Field system, Shrone More, Co. Kerry
Co. Kerry |
Ritual/Ceremonial
High on the uplands of County Kerry, beneath layers of turf that have been accumulating for centuries, a prehistoric field system is quietly coming back into view.
Spread across roughly 2,000 square metres at Shrone More, the walls here represent not a single moment of construction but at least two distinct building traditions preserved side by side. Some are low, rounded mounds of small limestone boulders and occasional slabs, no more than half a metre high, which raises a curious question: if that modest height was always the intention, the walls may originally have been topped with wooden posts to make them functional as field boundaries. Others are altogether more substantial, built from large upright limestone slabs forming both inner and outer faces, with rubble packed between them, reaching around a metre in height and a metre in width. It is this second type that predominates, enclosing several small, rounded fields whose shapes suggest a working agricultural landscape rather than anything monumental.
The site came to broader attention through F. Coyne's 2006 upland archaeological study, "Islands in the Clouds", which examined the archaeology of Mount Brandon and the Paps. What gives Shrone More an additional layer of interest is its proximity to a group of stone chambers and a chambered mound immediately to the south. A chambered mound is a prehistoric funerary or ritual structure, typically a large earthen or stone mound enclosing one or more roofed chambers.
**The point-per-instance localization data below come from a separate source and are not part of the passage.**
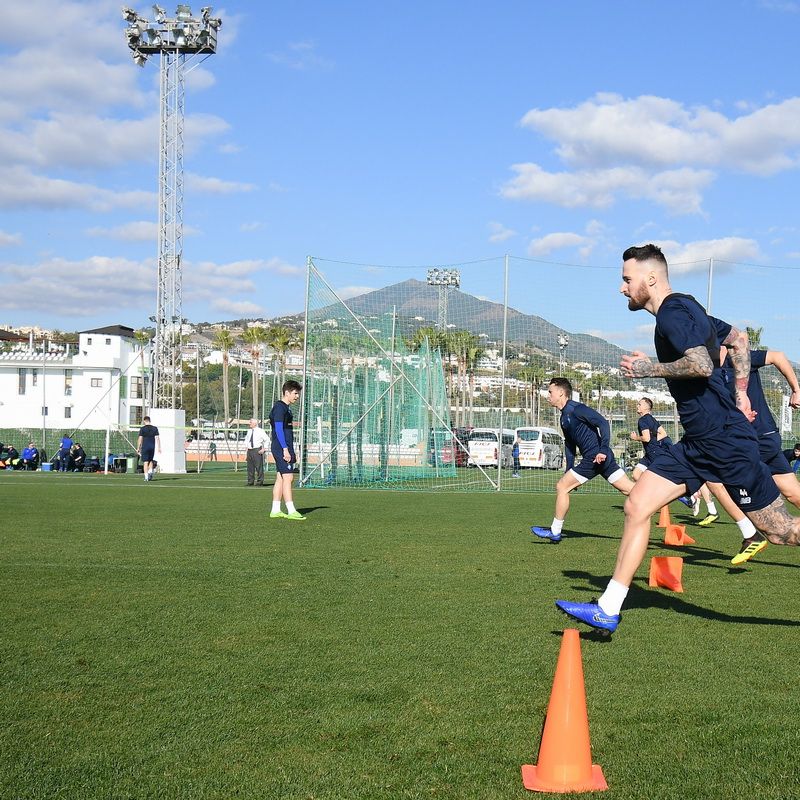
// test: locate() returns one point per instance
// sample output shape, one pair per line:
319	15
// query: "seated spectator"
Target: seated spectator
63	455
30	457
77	458
9	458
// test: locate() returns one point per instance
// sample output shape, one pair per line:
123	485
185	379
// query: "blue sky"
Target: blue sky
407	133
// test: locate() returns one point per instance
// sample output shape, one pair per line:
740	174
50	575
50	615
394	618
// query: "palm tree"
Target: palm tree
254	338
223	340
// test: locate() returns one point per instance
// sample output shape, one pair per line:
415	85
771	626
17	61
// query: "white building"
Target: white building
104	380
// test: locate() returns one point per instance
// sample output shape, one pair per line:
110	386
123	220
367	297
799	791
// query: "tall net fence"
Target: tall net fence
427	381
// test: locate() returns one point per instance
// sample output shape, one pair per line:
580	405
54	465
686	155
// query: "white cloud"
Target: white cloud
499	233
652	148
348	292
677	190
300	56
141	231
51	286
208	185
20	188
239	308
555	241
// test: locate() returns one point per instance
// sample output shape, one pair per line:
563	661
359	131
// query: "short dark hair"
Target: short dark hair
645	252
562	383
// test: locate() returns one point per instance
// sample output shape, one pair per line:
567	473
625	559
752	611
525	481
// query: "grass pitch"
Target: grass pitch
167	640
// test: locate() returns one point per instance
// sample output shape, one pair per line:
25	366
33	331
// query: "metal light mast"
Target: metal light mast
173	39
445	279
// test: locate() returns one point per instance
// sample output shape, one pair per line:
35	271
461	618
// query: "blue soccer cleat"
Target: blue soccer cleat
546	533
590	614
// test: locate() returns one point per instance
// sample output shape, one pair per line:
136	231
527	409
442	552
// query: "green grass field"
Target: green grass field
170	641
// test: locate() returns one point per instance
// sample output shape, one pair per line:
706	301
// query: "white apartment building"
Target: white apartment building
104	381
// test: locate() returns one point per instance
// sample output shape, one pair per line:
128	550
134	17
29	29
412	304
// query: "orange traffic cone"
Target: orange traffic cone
565	756
665	571
676	535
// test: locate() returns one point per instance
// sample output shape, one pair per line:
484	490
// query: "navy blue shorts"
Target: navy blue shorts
730	457
281	464
770	448
588	469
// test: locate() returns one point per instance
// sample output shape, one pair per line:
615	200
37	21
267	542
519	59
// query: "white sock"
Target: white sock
747	528
613	597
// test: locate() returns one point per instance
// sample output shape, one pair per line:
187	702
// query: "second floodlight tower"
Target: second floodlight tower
446	280
174	39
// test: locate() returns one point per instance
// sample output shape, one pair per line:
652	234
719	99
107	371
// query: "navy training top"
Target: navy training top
705	405
281	413
585	429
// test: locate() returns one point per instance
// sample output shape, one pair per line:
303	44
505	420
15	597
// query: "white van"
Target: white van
484	449
540	447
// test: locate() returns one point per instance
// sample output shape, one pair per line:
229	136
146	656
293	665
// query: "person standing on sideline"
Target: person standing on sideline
650	434
146	446
256	443
282	448
589	432
515	457
719	443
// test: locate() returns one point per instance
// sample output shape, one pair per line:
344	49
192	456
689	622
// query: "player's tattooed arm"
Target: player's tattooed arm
776	523
695	363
Crucially, none of the field walls cuts across or disturbs these monuments, a relationship that Coyne notes as potentially significant. When two sets of archaeological features sit side by side without interfering with each other, it can suggest they were in use at the same time, built by people who knew exactly what their neighbours had already put in the ground. The walls are continuing to emerge from the peat as turf cutting exposes them further, meaning the picture of this landscape is still, in a literal sense, being uncovered.